Count the passes for each model. For local runs, use each model's published API price as the cost per attempt so the comparison is fair, or use your amortized hardware cost. Then apply the formula: expected attempts is 1 plus failure rate plus failure rate squared, and the fallback term is the failure rate cubed times your honest estimate of cleanup cost. Compare the two totals against the two per-token prices.

## Check yourself

1. Do your two rankings, cost per token and cost per successful task, disagree? If they agree, can you explain why, e.g., both models pass nearly everything, so retries and fallbacks never fire?
2. In the invoice example, why does Model S lose despite a 10x price advantage? Expected answer: 2.7 percent of its items reach the 2 dollar human fallback, and the $0.054 fallback cost is far larger than the $0.003 saved on tokens.
3. What single measured number would flip your result? Expected answer: the small model's pass rate.
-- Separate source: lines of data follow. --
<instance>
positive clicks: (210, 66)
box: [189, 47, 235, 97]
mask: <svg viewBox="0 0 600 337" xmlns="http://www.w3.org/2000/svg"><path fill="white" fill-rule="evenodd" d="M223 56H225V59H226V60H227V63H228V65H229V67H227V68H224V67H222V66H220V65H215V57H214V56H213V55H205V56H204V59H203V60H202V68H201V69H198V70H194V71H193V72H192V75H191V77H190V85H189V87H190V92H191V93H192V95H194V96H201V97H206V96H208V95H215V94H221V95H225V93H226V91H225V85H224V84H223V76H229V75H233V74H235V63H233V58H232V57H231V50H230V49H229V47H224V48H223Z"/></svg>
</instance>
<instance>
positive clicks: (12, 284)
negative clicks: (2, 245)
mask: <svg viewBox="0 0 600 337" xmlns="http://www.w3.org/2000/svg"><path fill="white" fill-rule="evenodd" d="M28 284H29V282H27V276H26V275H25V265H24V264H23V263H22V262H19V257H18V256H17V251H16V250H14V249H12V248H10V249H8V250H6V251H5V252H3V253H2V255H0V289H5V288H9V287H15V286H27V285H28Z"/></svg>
If it rises enough that the fallback term shrinks below the token saving, the small model wins again.

## Next steps

- [Intelligence density](https://yourwildcard.ai/docs/concepts/intelligence-density.md) explains capability per GB, per watt, and per dollar, of which this post worked the dollar case.
- [Cost modeling](https://yourwildcard.ai/docs/technical-guides/cost-modeling.md) covers amortizing hardware and pricing retries in production pipelines.
- [What does 'intelligence density' actually measure?](/blog/what-is-intelligence-density) works the GB denominator the same way this post works dollars.

When you can do this, you can compute cost per successful task including retries and use it to challenge a model comparison that is based on price per token.